Transparency will motivate tenants to pay attention and avoid wasting energy. Those who know they’ll pay less if they use less will, indeed, use less. Plus, tenants will be more satisfied knowing that they don’t have to pay their neighbors’ bills.
It’s like splitting the check when you go out to eat. Whoever ordered the $7 salad does not want to pay for their companion’s $30 steak and $14 glass of wine. Submetering provides people with the ability to pay for what they consume.
If a particular building is at 80% occupancy, and you use a gross tenant billing mechanism, then you as the building owner are responsible to pay for 20% of the utility bill. However, the 20% of the building that is left empty should not be using nearly as much energy as the occupied spaces. By separated occupied and unoccupied areas through submetering, you can more accurately bill tenants for what they use.
Submetering unoccupied spaces will also motivate you to reduce their consumption. By keeping an eye on the behavior of unused spaces, you can make sure that individual heating and cooling units aren’t running, refrigerators and electronics aren’t plugged in. According to a study conducted at The University of Virginia, 38% of building energy use comes from HVAC systems, and 5-15% of building energy waste results from unoccupied spaces being conditioned. You may not be able to “turn off” the unoccupied spaces, but you can certainly make an effort to keep their energy use as close to your building’s baseload as possible.
Submetering will be a great way to reduce consumption and bills, but the process isn’t worth while if you can’t easily bill tenants for what they owe.
Some of your tenant spaces are going to be submetered easier than others.

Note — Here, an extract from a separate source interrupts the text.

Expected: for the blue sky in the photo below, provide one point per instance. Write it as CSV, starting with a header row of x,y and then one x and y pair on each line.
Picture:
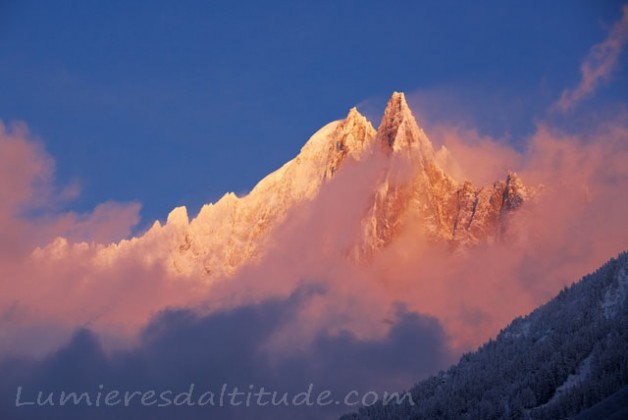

It is quite possible that some of your tenants are already fully submetered (i.e. retail), while others are partially submetered but are still responsible for Common Area Maintenance (CAM) Costs. With streamlined tenant billing you can easily bill two tenants with different methods, based on the information you collect about their consumption.
Streamlined tenant billing starts with automated meter readings so you don’t need to copy each meter number by hand. Then you can set up your invoicing structure to support multiple forms of tenant billing, allowing you to decide who is billed based on submetered data, who is responsible for covering CAM costs, and how to split gross costs for tenants that do not occupy submetered spaces. Once this is set up, you can easily bill your tenants every month, quickly and accurately, making sure you get paid on time.